Two vectors $\vec{u}$ and $\vec{v}$ in $\R^n $ are said to be orthogonal (perpendicular) if $\vec{u} \bullet \vec{v} = 0$.

Are the following vectors orthogonal?

  1. $\vec{u} = (2,4)$ and $\vec{v} = (-2,1)$.
  2. $\vec{u} = (1,1)$ and $\vec{v} = (-3,-3)$.
  3. $\vec{u} = (3,2,-5,0)$ and $\vec{v} = (-4,1,-2,6)$.

The Pythagorean Theorem extends to higher dimensions using the inner product in $\R^n$.

Two vectors $\vec{u}$ and $\vec{v}$ in $\R^n $ are orthogonal if and only if $\norm{\vec{u} + \vec{v}}^2 = \norm{\vec{u}}^2 + \norm{\vec{v}}^2$.

Orthogonal vectors turn out to be relevant in regard to the fundamental subspaces of a matrix. One can show the following (which we saw in Homework 4), and will justify the picture at the end of the Chapter 4 notes.

Let $A$ be any $m\times n$ matrix. Suppose $\vec{x}$ is in $\Col (A)$ and $\vec{y}$ is in $\Null (A^T)$. Show that $\vec{x} \bullet \vec{y} = 0$.
Now let $\vec{x}$ be in $\Row(A)$ and $\vec{y}$ be in $\Null (A)$. Show that $\vec{x} \bullet \vec{y} = 0$.

Let $A$ be a symmetric $n\times n$ matrix. Suppose $A \vec{x} = \lambda \vec{x}$ and $A \vec{y} = \mu \vec{y}$ where $\lambda \neq \mu $ are eigenvalues of $A$.

What can be said about $\vec{x}$ and $\vec{y}$? About $A$?

Inner products, norms, and orthogonality can be defined in vector spaces other than $\R^n $. There are requirements the inner product function must satisfy (not be discussed here).

When doing so, we will write $\vect{\vec{x}, \vec{y}}$ instead of $\vec{x} \bullet \vec{y}$ because the latter is strictly reserved for $\R^n$. However, we still have $\norm{\vec{x}} = \sqrt{\vect{\vec{x}, \vec{x}} }$, and also two “vectors” $\vec{x}$ and $\vec{y}$ are orthogonal if $\vect{\vec{x}, \vec{y}} =0$, just as in $\R^n $.

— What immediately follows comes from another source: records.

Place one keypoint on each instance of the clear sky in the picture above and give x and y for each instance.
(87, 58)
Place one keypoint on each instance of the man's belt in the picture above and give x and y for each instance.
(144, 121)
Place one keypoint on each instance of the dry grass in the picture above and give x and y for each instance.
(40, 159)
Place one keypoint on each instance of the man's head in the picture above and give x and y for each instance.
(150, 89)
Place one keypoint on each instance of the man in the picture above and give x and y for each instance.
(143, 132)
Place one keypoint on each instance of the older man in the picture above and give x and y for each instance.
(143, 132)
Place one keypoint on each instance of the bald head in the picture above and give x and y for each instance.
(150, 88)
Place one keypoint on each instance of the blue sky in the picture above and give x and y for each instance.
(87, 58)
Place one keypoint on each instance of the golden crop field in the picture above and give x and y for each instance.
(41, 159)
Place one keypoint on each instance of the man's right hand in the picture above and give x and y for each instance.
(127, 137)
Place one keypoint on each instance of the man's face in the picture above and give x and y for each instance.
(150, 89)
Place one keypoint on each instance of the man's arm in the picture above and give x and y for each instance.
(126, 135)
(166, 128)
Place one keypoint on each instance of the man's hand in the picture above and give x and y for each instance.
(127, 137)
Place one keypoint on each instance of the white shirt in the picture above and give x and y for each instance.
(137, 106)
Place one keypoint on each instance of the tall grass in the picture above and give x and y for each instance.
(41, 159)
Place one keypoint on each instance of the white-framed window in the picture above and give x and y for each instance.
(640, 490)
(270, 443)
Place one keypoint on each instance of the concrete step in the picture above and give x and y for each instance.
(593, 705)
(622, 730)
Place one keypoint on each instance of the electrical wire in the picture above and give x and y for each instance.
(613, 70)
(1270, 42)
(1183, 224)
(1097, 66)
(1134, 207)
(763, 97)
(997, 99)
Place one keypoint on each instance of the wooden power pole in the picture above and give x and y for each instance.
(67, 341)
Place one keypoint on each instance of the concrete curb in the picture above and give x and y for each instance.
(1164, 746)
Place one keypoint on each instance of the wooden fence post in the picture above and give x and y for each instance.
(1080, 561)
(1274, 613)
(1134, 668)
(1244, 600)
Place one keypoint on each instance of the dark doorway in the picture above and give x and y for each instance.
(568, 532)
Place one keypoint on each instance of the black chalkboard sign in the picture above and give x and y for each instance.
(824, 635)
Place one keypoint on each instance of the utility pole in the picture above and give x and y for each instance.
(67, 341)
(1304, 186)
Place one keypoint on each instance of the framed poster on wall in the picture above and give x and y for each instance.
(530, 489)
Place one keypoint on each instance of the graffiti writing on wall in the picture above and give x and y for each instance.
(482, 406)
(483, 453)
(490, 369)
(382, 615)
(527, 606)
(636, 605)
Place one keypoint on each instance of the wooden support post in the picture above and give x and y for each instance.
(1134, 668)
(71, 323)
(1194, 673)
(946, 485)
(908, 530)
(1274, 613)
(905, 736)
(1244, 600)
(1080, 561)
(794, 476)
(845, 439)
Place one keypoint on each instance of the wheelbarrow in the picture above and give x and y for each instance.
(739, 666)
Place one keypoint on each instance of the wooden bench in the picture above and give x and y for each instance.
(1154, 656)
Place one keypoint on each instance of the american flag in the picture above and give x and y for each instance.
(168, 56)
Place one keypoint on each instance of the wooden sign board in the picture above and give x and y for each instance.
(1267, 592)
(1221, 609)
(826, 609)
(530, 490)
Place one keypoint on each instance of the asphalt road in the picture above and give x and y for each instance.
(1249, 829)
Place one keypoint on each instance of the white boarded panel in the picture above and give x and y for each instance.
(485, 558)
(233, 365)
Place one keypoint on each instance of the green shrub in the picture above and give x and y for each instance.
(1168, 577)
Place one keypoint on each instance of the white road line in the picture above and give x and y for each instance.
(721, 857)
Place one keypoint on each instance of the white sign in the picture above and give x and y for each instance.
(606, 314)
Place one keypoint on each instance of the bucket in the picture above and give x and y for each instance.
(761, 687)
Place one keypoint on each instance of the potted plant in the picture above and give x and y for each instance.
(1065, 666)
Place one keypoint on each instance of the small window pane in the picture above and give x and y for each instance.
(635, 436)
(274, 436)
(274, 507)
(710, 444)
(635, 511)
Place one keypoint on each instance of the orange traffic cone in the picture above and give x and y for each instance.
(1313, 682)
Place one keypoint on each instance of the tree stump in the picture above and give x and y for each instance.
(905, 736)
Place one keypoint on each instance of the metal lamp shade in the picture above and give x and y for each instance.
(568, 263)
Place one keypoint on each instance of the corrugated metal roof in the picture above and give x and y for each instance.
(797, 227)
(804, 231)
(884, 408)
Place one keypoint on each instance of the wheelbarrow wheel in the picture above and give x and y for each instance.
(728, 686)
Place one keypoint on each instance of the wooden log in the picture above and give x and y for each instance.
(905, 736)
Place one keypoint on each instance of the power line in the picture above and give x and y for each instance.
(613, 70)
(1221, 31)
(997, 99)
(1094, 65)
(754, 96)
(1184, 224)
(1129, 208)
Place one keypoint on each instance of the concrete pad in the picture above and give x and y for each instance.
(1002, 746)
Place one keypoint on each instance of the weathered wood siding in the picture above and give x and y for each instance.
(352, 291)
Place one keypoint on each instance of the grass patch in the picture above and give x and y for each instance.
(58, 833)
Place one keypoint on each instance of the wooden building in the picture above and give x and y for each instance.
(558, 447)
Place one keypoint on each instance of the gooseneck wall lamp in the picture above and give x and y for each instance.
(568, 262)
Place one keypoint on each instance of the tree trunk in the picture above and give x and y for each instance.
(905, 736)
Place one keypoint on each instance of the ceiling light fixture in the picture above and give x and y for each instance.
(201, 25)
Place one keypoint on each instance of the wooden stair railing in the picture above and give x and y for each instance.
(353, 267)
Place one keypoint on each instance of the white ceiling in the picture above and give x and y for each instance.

For example, in $\cP_2$ (vector space of polynomials of degree at most $2$), one can define \begin{equation}\label{equ-p2-int} \vect{f,g} \eq \int_{0}^{1} f(x) g(x) \: dx \qquad \text{ for } f,g \in \cP_2. \end{equation}

A different inner product on $\cP_2$ is \begin{equation}\label{equ-p2-ip} \vect{f, g} \eq f(-1)g(-1) + f(0)g(0) + f(1)g(1) \qquad \text{ for } f,g \in \cP_2 .\end{equation}

Suppose $f(x) = x^2 + 2x - 3$ and $g(x) = 2x^2-2x + 1$. Using the inner product defined in equation \eqref{equ-p2-ip}, then:

  1. $\vect{f,g} = $
  2. $\norm{f} = $

Compute $\vect{f,g}$ for $f(x)=x$ and $g(x)=1-2x^2$ with the inner product defined in \eqref{equ-p2-ip}. (If you know calculus, try the inner product in \eqref{equ-p2-int}).